A formação inicial destes trabalhadores é inexistente para o exercício de funções muito específicas, e considerando que muitos vão trabalhar nas escolas com crianças qual o perfil destes funcionários operacionais?
Findo os 9 meses, já formados, não são contratados, sendo substituídos por outros tantos, recomeçam os constrangimentos para a entidade “empregadora” e para os “novos formandos”, fomentando a e onde não deveria existir. Não pode valer tudo!
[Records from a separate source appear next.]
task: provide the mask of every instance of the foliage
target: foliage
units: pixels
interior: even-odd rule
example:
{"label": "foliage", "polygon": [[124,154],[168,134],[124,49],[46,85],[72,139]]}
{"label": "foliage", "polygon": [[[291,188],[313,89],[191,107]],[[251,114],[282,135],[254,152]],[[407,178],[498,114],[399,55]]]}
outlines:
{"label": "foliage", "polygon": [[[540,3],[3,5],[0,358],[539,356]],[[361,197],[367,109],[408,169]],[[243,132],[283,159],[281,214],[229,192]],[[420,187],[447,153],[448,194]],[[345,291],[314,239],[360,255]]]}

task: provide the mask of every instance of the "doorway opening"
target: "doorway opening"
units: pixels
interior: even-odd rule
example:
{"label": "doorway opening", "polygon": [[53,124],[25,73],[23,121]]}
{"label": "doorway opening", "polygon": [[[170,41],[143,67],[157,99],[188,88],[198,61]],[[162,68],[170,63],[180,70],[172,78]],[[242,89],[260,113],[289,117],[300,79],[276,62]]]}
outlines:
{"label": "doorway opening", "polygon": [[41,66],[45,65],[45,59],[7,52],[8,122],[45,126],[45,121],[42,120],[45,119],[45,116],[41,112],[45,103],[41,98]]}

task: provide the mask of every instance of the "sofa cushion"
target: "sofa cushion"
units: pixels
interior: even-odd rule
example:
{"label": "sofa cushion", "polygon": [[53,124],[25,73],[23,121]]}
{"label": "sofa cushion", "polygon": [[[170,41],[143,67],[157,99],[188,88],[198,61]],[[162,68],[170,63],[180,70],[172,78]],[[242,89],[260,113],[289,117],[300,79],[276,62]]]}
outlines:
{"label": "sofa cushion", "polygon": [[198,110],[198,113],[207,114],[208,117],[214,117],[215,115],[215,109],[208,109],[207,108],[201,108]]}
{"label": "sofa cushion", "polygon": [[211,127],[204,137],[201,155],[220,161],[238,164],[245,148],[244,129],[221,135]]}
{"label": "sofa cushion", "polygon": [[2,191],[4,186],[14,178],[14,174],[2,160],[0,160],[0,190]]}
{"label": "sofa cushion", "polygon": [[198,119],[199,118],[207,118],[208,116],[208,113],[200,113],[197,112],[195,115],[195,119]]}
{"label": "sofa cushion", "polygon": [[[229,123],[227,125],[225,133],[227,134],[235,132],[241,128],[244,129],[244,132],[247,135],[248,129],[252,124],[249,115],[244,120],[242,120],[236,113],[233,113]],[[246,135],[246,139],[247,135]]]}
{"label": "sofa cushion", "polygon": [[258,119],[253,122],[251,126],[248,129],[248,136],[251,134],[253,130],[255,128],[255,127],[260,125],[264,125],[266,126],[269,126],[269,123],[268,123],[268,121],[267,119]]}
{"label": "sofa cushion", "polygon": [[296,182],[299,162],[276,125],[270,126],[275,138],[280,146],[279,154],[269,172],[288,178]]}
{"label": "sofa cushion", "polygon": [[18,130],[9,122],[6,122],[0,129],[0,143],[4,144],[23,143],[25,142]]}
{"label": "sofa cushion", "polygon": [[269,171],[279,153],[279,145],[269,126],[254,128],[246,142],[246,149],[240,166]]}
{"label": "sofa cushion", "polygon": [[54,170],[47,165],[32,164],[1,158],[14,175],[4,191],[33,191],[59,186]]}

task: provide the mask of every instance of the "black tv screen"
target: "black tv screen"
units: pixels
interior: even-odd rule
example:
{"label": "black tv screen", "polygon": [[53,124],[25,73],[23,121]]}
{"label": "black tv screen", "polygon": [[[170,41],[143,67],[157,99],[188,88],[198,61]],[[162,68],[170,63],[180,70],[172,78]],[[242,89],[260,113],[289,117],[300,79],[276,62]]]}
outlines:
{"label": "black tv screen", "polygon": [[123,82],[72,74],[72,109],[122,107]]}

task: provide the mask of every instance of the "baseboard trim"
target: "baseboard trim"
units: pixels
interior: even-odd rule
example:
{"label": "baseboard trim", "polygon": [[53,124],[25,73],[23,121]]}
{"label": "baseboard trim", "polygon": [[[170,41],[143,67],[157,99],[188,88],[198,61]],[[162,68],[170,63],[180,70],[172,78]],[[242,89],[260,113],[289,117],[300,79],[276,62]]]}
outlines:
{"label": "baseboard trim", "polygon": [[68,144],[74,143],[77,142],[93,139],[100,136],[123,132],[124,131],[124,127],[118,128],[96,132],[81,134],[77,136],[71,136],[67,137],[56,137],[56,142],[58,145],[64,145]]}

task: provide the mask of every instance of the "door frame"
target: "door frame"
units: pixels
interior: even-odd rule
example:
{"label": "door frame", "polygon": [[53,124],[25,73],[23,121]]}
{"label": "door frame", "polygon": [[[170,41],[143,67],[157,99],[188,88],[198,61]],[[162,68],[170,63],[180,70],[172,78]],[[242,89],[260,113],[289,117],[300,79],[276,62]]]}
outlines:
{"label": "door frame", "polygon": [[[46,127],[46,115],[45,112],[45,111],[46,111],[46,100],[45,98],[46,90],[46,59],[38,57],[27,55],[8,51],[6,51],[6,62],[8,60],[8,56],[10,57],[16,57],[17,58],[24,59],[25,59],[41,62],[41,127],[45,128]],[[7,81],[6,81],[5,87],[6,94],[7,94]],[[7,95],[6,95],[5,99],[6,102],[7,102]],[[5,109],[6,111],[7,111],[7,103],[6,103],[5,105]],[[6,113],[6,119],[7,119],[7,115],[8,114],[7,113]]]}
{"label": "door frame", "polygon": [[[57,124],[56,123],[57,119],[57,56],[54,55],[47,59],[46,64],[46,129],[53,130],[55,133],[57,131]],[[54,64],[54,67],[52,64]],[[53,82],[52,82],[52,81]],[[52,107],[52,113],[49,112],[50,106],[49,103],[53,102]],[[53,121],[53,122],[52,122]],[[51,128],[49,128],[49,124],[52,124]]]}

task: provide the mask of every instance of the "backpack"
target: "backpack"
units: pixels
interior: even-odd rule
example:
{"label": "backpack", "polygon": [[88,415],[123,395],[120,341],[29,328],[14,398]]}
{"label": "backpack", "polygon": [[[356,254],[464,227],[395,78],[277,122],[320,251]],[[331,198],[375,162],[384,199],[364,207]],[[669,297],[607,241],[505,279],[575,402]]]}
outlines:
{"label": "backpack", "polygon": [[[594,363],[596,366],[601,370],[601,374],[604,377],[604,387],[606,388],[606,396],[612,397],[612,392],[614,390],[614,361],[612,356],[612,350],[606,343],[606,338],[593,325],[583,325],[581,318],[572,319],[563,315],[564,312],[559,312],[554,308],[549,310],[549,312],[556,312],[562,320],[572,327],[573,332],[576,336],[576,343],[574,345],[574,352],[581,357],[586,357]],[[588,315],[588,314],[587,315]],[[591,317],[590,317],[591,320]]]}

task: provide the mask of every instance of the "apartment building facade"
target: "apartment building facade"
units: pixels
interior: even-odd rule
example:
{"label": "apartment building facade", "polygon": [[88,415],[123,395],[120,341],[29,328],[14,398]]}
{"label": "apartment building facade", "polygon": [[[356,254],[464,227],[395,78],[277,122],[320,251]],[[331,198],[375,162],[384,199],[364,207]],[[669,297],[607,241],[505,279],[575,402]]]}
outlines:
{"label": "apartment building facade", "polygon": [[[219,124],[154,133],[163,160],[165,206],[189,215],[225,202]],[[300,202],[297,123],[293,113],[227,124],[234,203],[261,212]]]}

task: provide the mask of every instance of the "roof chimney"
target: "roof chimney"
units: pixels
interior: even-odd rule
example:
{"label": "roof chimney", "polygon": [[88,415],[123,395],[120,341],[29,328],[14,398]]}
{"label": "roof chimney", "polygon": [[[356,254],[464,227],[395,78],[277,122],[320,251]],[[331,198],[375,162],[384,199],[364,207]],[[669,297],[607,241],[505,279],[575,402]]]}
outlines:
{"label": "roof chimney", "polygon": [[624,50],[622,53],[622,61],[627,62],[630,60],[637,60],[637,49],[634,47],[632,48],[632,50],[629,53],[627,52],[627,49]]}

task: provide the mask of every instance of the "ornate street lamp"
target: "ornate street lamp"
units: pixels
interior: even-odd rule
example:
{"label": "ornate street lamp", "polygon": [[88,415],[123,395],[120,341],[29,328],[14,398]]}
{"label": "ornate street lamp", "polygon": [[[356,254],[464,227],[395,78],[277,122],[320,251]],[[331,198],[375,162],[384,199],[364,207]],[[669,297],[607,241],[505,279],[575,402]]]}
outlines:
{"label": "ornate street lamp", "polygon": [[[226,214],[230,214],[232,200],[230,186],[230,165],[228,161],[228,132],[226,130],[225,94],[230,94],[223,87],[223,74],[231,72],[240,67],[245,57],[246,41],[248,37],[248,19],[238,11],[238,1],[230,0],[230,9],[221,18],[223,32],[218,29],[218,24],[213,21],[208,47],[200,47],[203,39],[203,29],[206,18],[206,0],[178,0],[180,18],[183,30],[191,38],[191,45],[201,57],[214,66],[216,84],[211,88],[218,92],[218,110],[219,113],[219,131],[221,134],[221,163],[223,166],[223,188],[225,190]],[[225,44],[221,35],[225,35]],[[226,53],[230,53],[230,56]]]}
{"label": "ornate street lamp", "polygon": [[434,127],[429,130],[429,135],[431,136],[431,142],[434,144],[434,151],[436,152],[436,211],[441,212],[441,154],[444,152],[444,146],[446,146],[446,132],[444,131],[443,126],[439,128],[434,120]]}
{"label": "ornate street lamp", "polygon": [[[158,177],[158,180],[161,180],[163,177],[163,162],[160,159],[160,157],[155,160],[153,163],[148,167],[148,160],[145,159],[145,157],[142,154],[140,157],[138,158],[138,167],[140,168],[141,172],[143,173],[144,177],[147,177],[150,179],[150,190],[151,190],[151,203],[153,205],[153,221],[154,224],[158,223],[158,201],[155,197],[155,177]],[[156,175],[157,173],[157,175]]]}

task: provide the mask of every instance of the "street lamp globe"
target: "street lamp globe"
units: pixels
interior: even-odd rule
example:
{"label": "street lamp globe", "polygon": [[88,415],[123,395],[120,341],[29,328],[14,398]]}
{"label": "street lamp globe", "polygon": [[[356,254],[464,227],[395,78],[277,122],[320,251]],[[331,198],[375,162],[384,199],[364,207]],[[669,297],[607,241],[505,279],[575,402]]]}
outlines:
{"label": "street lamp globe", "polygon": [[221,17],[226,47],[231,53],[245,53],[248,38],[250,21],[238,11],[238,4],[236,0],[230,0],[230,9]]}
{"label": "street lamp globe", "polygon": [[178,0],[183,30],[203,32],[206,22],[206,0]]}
Devemos questionar as razões que permitem manter esta precariedade laboral no sector público, quando as restrições à contratação diminuíram e é apregoado um cenário de crescimento económico.
Porque razão manter esta precariedade laboral no sector privado, estimulado pelos Programas de estágios em contexto de trabalho subsidiados por todos nós, onde se sucedem os formandos que ocupam postos de trabalho efetivos? Se por um lado contribuem para a diminuição dos custos de produção aliviando os encargos das empresas, por outro servem para a manutenção ou redução de salários, precarizando e desvalorizando o trabalho.
O “mais vale pouco que nada” não pode ser argumento válido numa sociedade moderna. Este lamento resignado de muitos trabalhadores não pode ser a justificação de alguns que nos procuram convencer na inevitabilidade desta forma de exploração. Não podemos permitir que se perpetuem as “vidas adiadas” durante anos a fio.
Os Programas de valorização do comércio permitem abertura de novos espaços e a modernização dos existentes, mas não criam clientes que apenas compram por necessidade e se tiverem poder de compra que lhe advém do rendimento do trabalho por si prestado. Desta forma, a valorização do trabalho é um investimento na economia real, uma vez que aumenta o rendimento, estimula a procura e o aumento da produção, e consequentemente a criação de empregos.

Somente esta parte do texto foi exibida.